Error in using build narrative model

Question

Error in using build narrative model

Closed this issue 2 years ago · 3 comments

Error in running the build narrative model as specified in the tutorial :

Code used is similar to the tutorial and works upto downloading the model:

Build narrative model

if run_narrative:

with open('labour_contracts/data/srl.pkl', 'rb') as f:
    file_load = pickle.load(f)

srl_res = file_load['srl']
sentences = file_load['sentences']

print(srl_res[0])
print(sentences[0])

print(len(sentences), len(srl_res))

narrative_model = build_narrative_model(
    srl_res=srl_res,
    sentences=sentences,
    embeddings_type="gensim_keyed_vectors", 
    embeddings_path="glove-wiki-gigaword-100",
    n_clusters=[[100]],
    top_n_entities=100,
    stop_words = spacy_stopwords,
    remove_n_letter_words = 1,
    progress_bar=True,
)

print(narrative_model['entities'].most_common()[:20])

with open('labour_contracts/data/model.pkl', "wb") as sent_file:
    pickle.dump({'model' : narrative_model}, sent_file, protocol=pickle.HIGHEST_PROTOCOL)

Full output trace:

length of srl :10573 length of sentences :10573
Processing SRL...
100%|██████████| 10573/10573 [00:00<00:00, 497496.90it/s]
Cleaning SRL...
100%|██████████| 10573/10573 [00:00<00:00, 59586.84it/s]
Computing role frequencies...
100%|██████████| 10573/10573 [00:00<00:00, 1281909.47it/s]
Mining named entities...
100%|██████████| 10573/10573 [00:31<00:00, 331.83it/s]
Mapping named entities...
100%|██████████| 10573/10573 [00:00<00:00, 1617182.42it/s]Loading embeddings model...
[==================================================] 100.0% 128.1/128.1MB downloaded

Traceback (most recent call last):
File "labour_contracts/run_relatio.py", line 83, in
narrative_model = build_narrative_model(
File "/cluster/work/lawecon/Projects/Siddhant_Ray/Scratch-LawEcon/venv/lib64/python3.8/site-packages/relatio/wrappers.py", line 340, in build_narrative_model
vecs = get_vectors(postproc_roles, model, used_roles=roles)
File "/cluster/work/lawecon/Projects/Siddhant_Ray/Scratch-LawEcon/venv/lib64/python3.8/site-packages/relatio/clustering.py", line 202, in get_vectors
vecs = np.concatenate(vecs)
File "<array_function internals>", line 5, in concatenate
ValueError: need at least one array to concatenate

Any ideas on why this maybe the case that all the returned vectors are probably empty even though the SRL works? Can it have something to do with the quality of the SRL?

Answer 1 · 2022-05-16T15:27:14.000Z

It could be that labor contracts use specific language (with words not part of the vocabulary of "glove-wiki-gigaword-100").
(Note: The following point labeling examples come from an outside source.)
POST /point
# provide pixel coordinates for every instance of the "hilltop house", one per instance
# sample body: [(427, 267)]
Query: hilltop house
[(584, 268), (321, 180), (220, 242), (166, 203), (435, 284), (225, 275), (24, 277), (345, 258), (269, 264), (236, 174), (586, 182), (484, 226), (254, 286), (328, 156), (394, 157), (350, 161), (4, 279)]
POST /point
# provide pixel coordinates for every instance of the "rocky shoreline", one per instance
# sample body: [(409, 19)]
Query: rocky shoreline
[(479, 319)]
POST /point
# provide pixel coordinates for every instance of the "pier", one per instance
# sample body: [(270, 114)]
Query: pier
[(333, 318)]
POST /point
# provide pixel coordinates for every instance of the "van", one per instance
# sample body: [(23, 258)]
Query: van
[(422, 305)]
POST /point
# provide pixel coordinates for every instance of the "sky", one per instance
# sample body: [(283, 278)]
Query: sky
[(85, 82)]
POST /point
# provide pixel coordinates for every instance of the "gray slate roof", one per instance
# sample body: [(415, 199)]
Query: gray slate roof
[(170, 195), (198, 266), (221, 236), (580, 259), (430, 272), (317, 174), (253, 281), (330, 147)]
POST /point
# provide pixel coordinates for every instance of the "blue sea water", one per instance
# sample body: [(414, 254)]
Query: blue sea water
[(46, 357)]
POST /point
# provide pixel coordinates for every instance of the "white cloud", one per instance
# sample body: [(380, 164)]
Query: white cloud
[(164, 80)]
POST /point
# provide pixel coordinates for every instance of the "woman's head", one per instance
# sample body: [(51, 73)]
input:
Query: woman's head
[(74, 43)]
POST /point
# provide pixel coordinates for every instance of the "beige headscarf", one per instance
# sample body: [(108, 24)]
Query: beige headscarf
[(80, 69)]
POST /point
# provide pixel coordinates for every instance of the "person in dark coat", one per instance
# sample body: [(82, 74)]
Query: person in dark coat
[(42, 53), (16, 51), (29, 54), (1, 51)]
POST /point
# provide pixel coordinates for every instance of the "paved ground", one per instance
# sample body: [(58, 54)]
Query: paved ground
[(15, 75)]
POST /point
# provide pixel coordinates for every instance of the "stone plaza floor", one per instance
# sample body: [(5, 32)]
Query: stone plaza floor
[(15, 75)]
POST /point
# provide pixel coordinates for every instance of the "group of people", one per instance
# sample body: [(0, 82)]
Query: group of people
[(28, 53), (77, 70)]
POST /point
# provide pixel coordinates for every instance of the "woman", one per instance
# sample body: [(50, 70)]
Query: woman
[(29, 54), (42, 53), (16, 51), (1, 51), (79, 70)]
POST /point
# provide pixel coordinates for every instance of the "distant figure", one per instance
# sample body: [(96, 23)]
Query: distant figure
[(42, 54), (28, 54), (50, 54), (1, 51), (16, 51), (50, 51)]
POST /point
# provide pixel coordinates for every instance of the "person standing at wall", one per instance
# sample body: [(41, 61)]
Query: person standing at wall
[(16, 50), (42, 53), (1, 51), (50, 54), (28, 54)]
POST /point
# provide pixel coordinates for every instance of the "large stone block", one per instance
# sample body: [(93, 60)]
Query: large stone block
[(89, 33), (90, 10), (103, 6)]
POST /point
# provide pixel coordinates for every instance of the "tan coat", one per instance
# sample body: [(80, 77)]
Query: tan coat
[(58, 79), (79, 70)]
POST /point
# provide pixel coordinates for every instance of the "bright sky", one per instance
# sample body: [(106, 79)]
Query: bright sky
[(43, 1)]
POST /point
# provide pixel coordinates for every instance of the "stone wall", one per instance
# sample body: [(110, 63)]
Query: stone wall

Did you try to use Universal Sentence Encoders instead? They will always provide you with an embedding.

You could also use Phrase-Bert or a spaCy model on the dev branch. It works, but it's still in development.

Answer 2 · 2022-05-16T15:28:41.000Z

I see, thanks for the tip. I'll try with USE first.

Answer 3 · 2022-05-16T16:05:10.000Z

Okay the issue was what you mentioned, due to words not being part of the vocabulary but the error was on my side, as accidentally the ids got loaded instead of the sentences, which I had saved after srl. Closing this issue now.